Demo showcases 100GbE transmission over commercial network

Jan. 1, 2007
At the SC06 International Conference, held in Tampa, FL, last November, Infinera teamed with Finisar, Level3 Communications, Internet2, and the University of California at Santa Cruz (UCSC) to demonstrate what it claims was the first successful 100-Gigabit Ethernet (100GbE) transmission through a live production network.

The 100GbE traffic was transmitted over Level3’s existing DWDM network from the show site in Tampa, FL, to Houston, TX, and back-a total of 4,000 miles.

According to Level3 principal architect Joe Lawrence, Level3 today transports eight lanes of 10 Gbit/s across its network using existing link aggregation techniques, and he is quick to point out that this demonstration is far more sophisticated. “This is bundling at the MAC layer, not the link aggregation layer,” he says. “This isn’t us just simply running LAG [link aggregation] across ten 10-gig waves. We’re already doing that in our IP network. This is actually making it appear as one 100-gig single pipe.”

The University of California at Santa Cruz provided a 100GbE MAC and packet-reordering algorithm that preserves packet order as individual traffic flows are striped across multiple wavelengths. The algorithm corrects skew caused by variable latency in the optical signals, which is a shortcoming of the existing link aggregation method.

The demonstration used an Infinera-proposed implementation for bonding 10 parallel lanes of 10 Gbit/s into one logical flow. A Xilinx FPGA electrically transmitted all 10 signals to ten 10 Gbit/s XFP optical transceivers, provided by Finisar, which converted the signals into the optical domain. From there, the signals were transmitted to Infinera’s commercially available DTN Switched WDM System, where they were handed off to the Level3 network.

Lawrence admits that, at least today, such an implementation “is not necessarily economical. It’s a demo chip, but the rest of the solution is economical,” he says. “The WDM system was not changed specifically to handle this.” Nor was the existing network, which is another reason why Level3 was keen to take part in the demonstration.

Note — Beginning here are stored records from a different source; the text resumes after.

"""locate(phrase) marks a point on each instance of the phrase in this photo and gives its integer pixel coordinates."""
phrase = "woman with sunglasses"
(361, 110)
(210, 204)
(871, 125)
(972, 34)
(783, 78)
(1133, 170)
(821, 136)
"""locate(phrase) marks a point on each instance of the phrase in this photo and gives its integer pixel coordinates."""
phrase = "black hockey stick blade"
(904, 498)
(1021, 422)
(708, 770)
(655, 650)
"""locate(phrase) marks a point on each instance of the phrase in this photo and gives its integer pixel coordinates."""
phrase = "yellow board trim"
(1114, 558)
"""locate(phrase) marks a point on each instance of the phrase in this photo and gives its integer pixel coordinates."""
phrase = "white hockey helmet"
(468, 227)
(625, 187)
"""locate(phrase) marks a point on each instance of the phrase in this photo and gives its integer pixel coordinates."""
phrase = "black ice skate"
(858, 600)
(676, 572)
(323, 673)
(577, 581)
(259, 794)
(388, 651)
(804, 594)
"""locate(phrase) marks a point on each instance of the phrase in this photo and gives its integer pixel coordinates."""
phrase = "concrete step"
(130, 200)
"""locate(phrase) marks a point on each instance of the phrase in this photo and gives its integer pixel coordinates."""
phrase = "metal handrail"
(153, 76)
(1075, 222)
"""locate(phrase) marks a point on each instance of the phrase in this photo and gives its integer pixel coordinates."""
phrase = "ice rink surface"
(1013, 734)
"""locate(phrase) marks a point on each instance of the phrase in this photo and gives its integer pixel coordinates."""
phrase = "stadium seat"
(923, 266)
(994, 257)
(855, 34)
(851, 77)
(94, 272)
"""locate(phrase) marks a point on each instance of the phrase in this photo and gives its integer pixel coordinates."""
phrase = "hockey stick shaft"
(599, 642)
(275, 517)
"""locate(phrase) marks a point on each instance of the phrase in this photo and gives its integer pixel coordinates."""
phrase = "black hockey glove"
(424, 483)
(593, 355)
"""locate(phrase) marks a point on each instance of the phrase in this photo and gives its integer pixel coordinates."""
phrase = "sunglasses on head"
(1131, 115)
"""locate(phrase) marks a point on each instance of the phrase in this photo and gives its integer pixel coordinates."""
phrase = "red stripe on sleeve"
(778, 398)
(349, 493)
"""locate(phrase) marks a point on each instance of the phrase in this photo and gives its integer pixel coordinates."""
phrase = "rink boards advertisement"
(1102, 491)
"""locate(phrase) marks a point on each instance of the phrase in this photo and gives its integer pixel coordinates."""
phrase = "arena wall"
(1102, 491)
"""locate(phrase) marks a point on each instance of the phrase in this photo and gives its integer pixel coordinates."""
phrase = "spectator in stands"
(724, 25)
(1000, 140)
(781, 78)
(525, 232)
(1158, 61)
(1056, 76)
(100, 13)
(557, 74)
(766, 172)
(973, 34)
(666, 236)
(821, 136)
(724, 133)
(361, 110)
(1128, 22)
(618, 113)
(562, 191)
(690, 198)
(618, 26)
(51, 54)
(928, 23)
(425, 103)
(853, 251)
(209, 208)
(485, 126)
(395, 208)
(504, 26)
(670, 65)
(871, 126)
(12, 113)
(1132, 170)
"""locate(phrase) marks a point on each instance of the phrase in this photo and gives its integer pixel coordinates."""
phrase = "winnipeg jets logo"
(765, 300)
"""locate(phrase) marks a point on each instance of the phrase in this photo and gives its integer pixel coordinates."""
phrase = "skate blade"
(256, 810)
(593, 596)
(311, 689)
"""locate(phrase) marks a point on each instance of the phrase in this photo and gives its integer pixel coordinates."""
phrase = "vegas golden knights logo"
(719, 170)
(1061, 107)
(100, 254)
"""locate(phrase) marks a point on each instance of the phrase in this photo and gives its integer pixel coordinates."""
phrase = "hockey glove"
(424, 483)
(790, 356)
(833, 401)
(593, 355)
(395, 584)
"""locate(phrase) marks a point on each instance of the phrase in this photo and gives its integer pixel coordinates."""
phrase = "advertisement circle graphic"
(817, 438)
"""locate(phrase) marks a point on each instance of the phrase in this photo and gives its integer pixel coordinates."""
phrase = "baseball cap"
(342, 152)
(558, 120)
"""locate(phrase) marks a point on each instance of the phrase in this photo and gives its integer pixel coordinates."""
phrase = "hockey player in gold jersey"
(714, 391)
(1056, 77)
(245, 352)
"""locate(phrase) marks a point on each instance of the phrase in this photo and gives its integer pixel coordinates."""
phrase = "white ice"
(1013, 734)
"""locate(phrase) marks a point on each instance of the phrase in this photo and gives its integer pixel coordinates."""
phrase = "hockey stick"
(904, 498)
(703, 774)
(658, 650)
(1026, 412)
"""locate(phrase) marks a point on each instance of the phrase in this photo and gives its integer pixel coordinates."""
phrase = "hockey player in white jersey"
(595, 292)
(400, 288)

Serge Melle, vice president of technical marketing and business development at Infinera, believes the demonstration will have far-reaching effects, first because it proves that a 10× jump in the Ethernet domain is technologically feasible. And second, “it’s also recognising that Ethernet as a protocol has a lot of advantages as the next scaling step-stone rather than just continuing with SONET,” he says. “There’s a lot of consensus within the industry that Ethernet interfaces have much better cost points than core IP routers with SONET interfaces.”